Если бы я когда-нибудь решился сделать фильм о себе, то начал бы его с размытых, почти неподвижных кадров: по-зимнему красное солнце, заходящее в перспективе улицы Костюшко в Сувалках; ночной каток в городском парке с тусклым светом газовых фонарей; летний день — похороны солдата, погибшего во время маневров; конный оркестр 2-го уланского полка на параде в честь 3 мая[8]; зима — раскаленная докрасна пузатая железная печка в нашей квартире; вечерний лыжный марш-бросок 41-го полка. Контуры нечетки, изображение неверно, камера смотрит издалека — все как во сне…

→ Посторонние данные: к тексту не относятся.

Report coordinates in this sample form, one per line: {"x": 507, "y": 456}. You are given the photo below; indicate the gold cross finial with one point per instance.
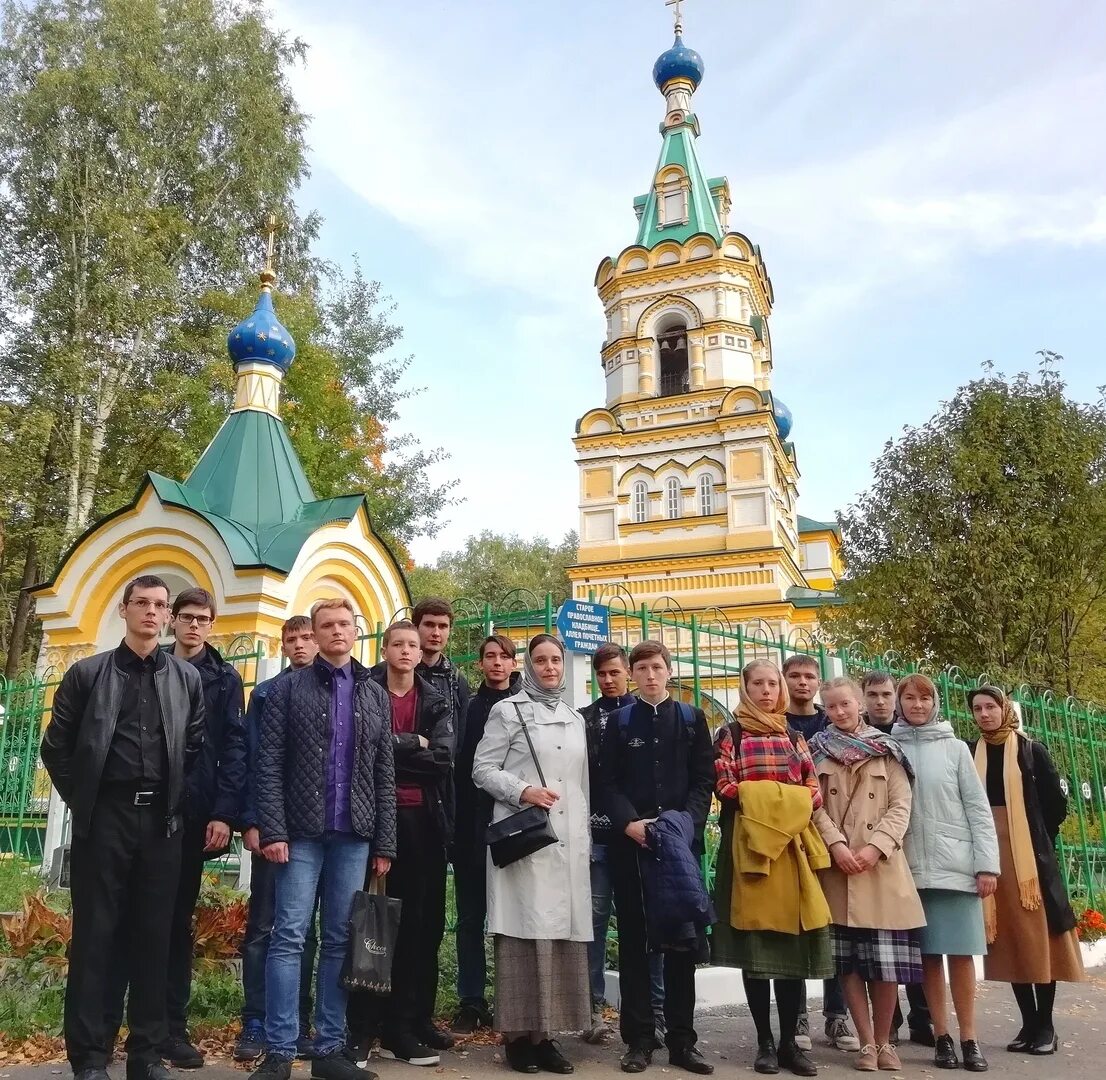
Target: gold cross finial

К сожалению, потом начинаются вполне конкретные печали. Первые дни в школе. Восемь часов утра, за окнами темень, первый урок — математика. Вызванный к доске, я инстинктивно беру мел в левую руку. Я левша, но мне внушают, что писать полагается обязательно правой рукой. Мне кажется, это очень важный урок в моей жизни. Именно тогда я стал конформистом: пишу правой, потому что так надо, а рисую левой, потому что так мне сподручней. Это противоречие я превозмогал постоянно. Странно, но при этом я никогда не считал, что такое принуждение нанесло хотя бы частичный ущерб моей индивидуальности.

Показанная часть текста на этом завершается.